The majority of the films in Iranian movie theaters are domestic productions. A small number of enthusiastic young cineastes get to see foreign films during the annual film festival in Tehran (the Fajr International Film Festival, in early February). Sometimes, you can find pirated DVD copies of contemporary films in black markets. Every now and then, a domestic commercial film that has screening permission is pulled off screens due to religious or political opposition. Movies are still very popular in Iran and seen as a powerful tool to influence the audience, and youths in particular. There are several film magazines that regularly provide news about Hollywood and other Western films.

Has Jerry Lewis’ reputation in Iran changed significantly since the 1979 Revolution?
Is he still as popular today as he was during your childhood? Yes. The younger generation doesn’t know him that well. But older audience still like him and remember the fun times with his movies that were shown each year before the revolution.

Do you feel there’s a place for Lewis’ distinct style of comedy in our contemporary culture? If so, who do you see as his filmmaking descendants?
I think there’s always room for his style of comedy. There’s so much to learn from his films. Although no one can copy him, and only he can perform and act the way he does, many have been influenced by him.

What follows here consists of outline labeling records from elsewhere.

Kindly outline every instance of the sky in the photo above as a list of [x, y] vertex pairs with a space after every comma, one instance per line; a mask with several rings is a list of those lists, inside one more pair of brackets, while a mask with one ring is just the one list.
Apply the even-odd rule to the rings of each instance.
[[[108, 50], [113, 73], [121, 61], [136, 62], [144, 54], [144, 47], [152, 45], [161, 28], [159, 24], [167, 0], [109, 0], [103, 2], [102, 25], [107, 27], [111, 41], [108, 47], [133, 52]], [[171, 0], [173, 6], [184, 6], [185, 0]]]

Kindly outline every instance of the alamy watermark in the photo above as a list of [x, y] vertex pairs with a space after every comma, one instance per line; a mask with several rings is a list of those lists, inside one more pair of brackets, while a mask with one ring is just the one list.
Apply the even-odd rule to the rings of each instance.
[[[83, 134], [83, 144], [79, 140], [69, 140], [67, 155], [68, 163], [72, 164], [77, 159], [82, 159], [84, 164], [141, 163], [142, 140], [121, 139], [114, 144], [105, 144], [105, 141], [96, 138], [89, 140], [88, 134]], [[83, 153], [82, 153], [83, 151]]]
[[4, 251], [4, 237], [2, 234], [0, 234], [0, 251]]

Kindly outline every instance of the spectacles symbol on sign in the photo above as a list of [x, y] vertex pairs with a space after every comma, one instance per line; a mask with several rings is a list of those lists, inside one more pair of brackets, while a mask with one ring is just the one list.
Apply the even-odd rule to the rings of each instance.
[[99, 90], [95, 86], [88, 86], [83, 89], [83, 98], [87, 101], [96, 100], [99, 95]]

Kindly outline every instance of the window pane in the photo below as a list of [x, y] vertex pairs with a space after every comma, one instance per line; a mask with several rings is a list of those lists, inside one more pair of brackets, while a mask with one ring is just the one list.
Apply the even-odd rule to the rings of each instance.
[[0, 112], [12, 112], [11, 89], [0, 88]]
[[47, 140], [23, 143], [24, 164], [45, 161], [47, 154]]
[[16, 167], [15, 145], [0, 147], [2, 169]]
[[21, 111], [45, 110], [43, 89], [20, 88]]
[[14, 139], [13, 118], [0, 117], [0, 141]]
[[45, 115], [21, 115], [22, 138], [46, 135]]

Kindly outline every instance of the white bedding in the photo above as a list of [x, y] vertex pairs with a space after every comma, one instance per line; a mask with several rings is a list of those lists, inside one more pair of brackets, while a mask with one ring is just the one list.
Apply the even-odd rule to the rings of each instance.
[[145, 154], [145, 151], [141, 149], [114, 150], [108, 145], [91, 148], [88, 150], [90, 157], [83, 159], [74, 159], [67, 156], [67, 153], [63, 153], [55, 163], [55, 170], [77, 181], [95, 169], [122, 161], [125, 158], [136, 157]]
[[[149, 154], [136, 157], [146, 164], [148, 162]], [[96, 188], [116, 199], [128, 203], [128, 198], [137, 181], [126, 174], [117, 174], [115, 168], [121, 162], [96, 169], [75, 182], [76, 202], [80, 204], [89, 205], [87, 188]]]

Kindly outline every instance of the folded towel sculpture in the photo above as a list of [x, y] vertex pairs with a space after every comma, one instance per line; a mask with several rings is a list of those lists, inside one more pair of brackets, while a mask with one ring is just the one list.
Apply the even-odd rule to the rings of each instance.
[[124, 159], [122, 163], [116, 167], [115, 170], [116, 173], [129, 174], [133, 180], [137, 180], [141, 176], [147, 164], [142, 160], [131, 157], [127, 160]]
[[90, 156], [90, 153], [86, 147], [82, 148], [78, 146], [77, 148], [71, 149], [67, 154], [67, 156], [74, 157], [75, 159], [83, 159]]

For example: Richard Pryor, Jim Carrey, Quentin Tarantino, Jon Landis, Joe Dante, and Jean Luc Godard.

Could you share some thoughts/personal recollections about The Disorderly Orderly, which screens with your film in BAMcinemaFest on June 24?
I saw it dubbed into Persian when it came out. What I loved about the film then, I still love about it now. For example, the scene where he reacts physically to the description of his female patient’s medical problems (leaking gallbladder and kidney) in the hospital’s garden is still hilarious. Also, all the surreal jokes: a “patient” in a full body cast is accidentally pushed down a hill, hits a tree, and is revealed to be hollow; the scene where Jerry has to fix a woman’s snowy TV, and actual snow bursts out of the TV; and the whole final sequence, with shopping carts attacking the store and canned food rolling down the streets—they’re so fantastic.

I also remember small, terrific moments: Jerry is told to carry a couple of skeletons to two different doctors. His superior asks him whether he knows which one is a girl and which one is a boy. Also, Jerry’s hair style as a young high school boy, when he sees his beloved girl kissing another man.

I completely identified with the out of control, crazy world that the film portrayed and how Jerry handled it all. The part that didn’t work for me as a teenager was his great love for his female colleague who finally saves and cures him.